第3章 新しい生活
「で、菜々美はなんでこんなとこに来たんだよい。」
『お手伝いでもしようかなぁ、と。
あ!マルコ兄さん、ちがうよ!
昨日みたいな仕事って意味じゃなくて!
勉強終わって暇だったの。お昼には早いし、何かすることないかな〜と思って。』
「あー、確かに。休んでていいとか言われてもなぁ。
菜々美の部屋なんもねぇし。
やることなきゃ暇だよな。」
「そういうことかよい。
まぁ、掃除やら洗濯やら、雑用っぽい仕事は何人いても困らないからねぃ。
好きにしていいよい。」
『やった!ありがとう!!
…ナミュール兄さん、お手伝いしてもいい?』
「あぁ。助かる。」
「じゃ、俺たちは帰るよい。
昼飯食ったらイゾウのとこ行けよ。」
『はい!』
「ナミュール、菜々美のことよろしくな。」
「おう。」
サッチ兄さんとマルコ兄さんはそう言ってそれぞれの仕事場に帰って行った。
「さっき洗濯物回し終えたから、これを甲板に運んで今から干そう。
そっちのカゴ持ってついてきてくれ。

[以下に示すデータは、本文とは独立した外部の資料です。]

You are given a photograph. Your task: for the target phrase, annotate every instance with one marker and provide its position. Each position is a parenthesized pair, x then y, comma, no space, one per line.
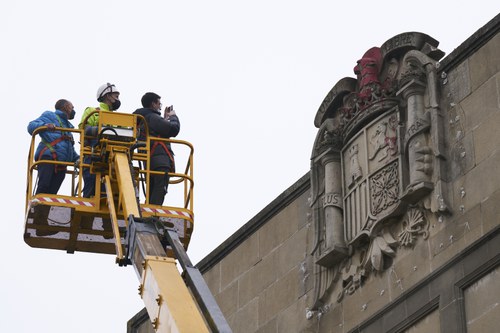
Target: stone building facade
(396,226)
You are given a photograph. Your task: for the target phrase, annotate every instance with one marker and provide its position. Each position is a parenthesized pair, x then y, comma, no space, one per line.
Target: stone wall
(265,277)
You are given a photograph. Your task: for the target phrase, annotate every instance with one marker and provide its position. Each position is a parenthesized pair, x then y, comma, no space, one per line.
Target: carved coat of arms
(377,149)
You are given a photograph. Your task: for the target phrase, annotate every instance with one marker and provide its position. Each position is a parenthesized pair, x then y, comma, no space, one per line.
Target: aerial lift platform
(114,221)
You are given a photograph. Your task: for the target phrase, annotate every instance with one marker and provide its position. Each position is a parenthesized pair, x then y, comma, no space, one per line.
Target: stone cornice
(471,45)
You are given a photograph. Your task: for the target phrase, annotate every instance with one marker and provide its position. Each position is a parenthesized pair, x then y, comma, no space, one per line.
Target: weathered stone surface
(331,321)
(482,308)
(292,252)
(270,327)
(245,319)
(293,318)
(278,296)
(490,212)
(412,263)
(457,86)
(245,256)
(487,137)
(429,323)
(451,239)
(227,299)
(481,104)
(259,277)
(485,62)
(279,228)
(479,183)
(212,278)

」
『うん!』
私は小さなカゴを持って兄さんの後ろを歩く。
前を歩く兄さんは私の5倍以上のカゴを軽々と持って歩いてゆく。
階段を上がったところのドアを開くと、2階のデッキに出た。
そこでは8番隊の隊員さん達が丁度洗濯物を干すためのロープを張り終わったところだった。
「干し方は適当でいい。
シワだのなんだのを気にするやつはイゾウだけだ。
それに、アイツは自分で洗濯するからな。
とにかく乾きやすいように適当に干しといてくれ。」
『はーい。』
私は洗濯バサミを使いながら自分のものより遥かに大きな服達を干していく。
天気がぽかぽかしてて、風に揺れる洗濯物も気持ちよさそうだ。
『ねぇ、ナミュール兄さん。
魚人って、やっぱり泳ぐの得意なの?』
「あぁ。俺たちは海の中でも普通に呼吸ができる。
それどころか、海中でも生きていけるからな。」
『すごい!いいなぁ。
私も海の中お散歩してみたい。』
「なんでだ?」
『だって、海の中や空なんて、普通に生きてたら絶対に行けないでしょう?
だから、そんな風に簡単に行き来できるのはすごく羨ましい!』
個人的には海の中を散歩したり、空を飛んだりするのはかなり多くの人が夢見ることだと思う。